All the blood samples analyzed in the study were collected, transferred, and stored at the Medical University of Bialystok Biobank, Poland (member of BBMRI.pl, a national node of the European Biobank Network, BBMRI-ERIC), according to the standard operating procedure for biological materials. Briefly, the blood was centrifuged at room temperature for 5 min at 400× g to separate plasma. Next, plasma specimens were centrifuged at 4 °C for 5 min at 1200× g to remove residual cells. Aliquoted samples were biobanked at −80 °C in a controlled environment. Peripheral blood mononuclear cells (PBMCs) were isolated from plasma-depleted blood samples by means of density gradient centrifugation (Pancoll). Freshly isolated cells (1 million) were lysed using RLT buffer (Qiagen, Hilden, Germany) and biobanked at −80 °C. The remaining cells were cryopreserved in a freezing medium (Fetal Bovine Serum, PAA supplemented with DMSO, Sigma-Aldrich, St. Louis, MO, USA) and stored in LN₂.
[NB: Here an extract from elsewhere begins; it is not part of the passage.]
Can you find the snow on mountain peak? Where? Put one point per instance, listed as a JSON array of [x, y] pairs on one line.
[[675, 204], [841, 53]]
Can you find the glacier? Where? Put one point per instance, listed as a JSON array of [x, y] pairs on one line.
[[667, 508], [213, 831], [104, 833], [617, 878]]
2.3. α-Synuclein mRNA Analysis

Total RNA was isolated from PBMC lysates using the #RNeasy Mini Kit isolation kit (Qiagen, Hilden, Germany) according to the manufacturer’s protocol. Quantity and quality of RNA assessments were performed using a UV/VIS spectrophotometer, the NanoDrop 2000c (Thermo Fisher Scientific, Inc., Waltham, MA, USA). The RNA was reverse transcribed using High-Capacity RNA-to-cDNA kit (Applied Biosystems, Waltham, MA, USA; Thermo Fisher Scientific, Inc.) according to the manufacturer’s instructions. SNCA Hs00240906 gene expression and housekeeping gene (GAPDH Hs02786624, Thermo Fisher Scientific) were analyzed with Taq probe (TaqMan^TM Universal Master Mix, with UNG, Applied Biosystems; Thermo Fisher Scientific, Inc.) using StepOne Plus Real-Time System (Applied Biosystems; Thermo Fisher Scientific, Inc.). Each sample was analyzed in triplicate.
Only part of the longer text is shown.